Ross stepped backward and tightened his grip on his own trash bag. He began to print an orange sticker from his opposite wrist. The unexpected. Always new problems to solve. Ross was good because he learned from the unexpected. Ross was good because he could adapt. He could measure his gait to climb all kinds of stairways. He was efficient.

Wrapping cold, clumsy digits around the infant's chest, under its arms, between its kicking legs, Ross lifted it from the ground. It was light, difficult to grasp. The infant tried to reach for Ross's fingers, but its muscles were too new, too weak. More flailing. The legs began to slip.

The infant seemed to work. It could still move; it could still produce sounds from that speaker somewhere in its neck. Ross squeezed harder to prevent the object from falling. He gripped the soft newborn as he had gripped countless soda bottles. It was not trash. Ross completed printing the orange sticker. Recyclable material. Parts of the infant still worked. It was recyclable. Ross's legs had been built from the innards of old economy cars. He reasoned that the humans could use the infant in the same way. He affixed the orange sticker to the left side of the infant's face, covering its eye and one nostril.

Before setting the object down and continuing onto the next street, Ross froze. His mind clicked and whirred under the strain of its newest puzzle. The infant was small enough to carry. It would be inefficient to leave it for the others. Ross was good because he was efficient.

Ross whipped his arm backward. He dropped the newborn into the canister behind his shoulders. Thump. He picked up the fluid-soaked grocery bag as well; he threw it into his white plastic garbage bag. Saturated as it was, the paper was useless.

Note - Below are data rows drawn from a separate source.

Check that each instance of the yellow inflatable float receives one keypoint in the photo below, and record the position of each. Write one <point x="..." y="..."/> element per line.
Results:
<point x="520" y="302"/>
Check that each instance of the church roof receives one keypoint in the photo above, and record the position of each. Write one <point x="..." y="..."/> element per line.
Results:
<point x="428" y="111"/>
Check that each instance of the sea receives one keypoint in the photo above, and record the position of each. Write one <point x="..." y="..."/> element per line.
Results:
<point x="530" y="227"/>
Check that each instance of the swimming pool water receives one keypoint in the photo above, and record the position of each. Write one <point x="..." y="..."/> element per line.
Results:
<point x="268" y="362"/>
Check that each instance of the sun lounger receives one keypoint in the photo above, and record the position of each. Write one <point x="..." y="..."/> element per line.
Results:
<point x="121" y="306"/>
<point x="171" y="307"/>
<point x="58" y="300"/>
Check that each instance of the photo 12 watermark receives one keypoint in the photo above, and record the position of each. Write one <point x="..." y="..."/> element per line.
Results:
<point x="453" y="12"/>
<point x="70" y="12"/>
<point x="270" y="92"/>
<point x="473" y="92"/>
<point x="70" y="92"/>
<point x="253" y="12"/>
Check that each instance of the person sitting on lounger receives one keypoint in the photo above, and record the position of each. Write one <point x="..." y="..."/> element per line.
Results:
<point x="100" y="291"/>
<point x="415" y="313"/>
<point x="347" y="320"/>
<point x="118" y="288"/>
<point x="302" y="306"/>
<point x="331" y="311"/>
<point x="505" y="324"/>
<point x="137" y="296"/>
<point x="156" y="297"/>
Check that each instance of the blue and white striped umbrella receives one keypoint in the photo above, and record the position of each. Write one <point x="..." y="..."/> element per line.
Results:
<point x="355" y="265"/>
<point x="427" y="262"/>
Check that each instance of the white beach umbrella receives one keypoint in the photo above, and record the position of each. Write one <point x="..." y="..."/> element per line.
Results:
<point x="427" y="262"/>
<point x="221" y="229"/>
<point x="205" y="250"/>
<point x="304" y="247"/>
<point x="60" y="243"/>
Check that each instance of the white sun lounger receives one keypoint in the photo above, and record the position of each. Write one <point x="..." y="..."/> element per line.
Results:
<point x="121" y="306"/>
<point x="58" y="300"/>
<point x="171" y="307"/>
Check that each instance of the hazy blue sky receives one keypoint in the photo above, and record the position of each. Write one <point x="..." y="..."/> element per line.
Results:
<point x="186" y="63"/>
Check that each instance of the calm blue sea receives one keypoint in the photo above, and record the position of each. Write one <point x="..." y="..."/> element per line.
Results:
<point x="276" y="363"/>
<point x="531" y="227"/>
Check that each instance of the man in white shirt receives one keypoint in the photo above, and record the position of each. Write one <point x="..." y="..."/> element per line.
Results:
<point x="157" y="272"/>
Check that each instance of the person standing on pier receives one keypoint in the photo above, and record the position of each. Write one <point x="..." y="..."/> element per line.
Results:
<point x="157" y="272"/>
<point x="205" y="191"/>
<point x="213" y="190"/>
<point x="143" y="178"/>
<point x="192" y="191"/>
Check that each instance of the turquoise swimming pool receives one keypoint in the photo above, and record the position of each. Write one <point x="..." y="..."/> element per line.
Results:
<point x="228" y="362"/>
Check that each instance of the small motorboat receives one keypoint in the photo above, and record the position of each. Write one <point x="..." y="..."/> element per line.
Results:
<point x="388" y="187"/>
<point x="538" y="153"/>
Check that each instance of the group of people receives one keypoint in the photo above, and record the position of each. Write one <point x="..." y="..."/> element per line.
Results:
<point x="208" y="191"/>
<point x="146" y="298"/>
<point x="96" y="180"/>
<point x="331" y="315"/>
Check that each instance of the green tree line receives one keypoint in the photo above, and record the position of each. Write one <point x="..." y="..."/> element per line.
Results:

Three more streets. Moldy shoes. Trash. Coffee filters. Trash. Newspapers. Into the recycle canister. Hubcaps. Orange sticker.

Upon completion of his task, Ross dragged a bulbous trash bag with both hands and started toward his company's district receptacle. On the way, he detoured by one block to stop at the hospital.

The hospital was clearly the place of human maintenance, the refinery of raw flesh. Broken humans went in, transported by the ambulances; good humans went out, walking with efficient legs and lungs. The hospital was the processing plant the infant would require. No doubt.

When he entered through the easily accessible doors of the emergency room Ross was met with disgusted stares. An elderly man choked on the smell of coffee grounds and exhaust. A woman with red hair fell forward and vomited onto a pile of gardening magazines.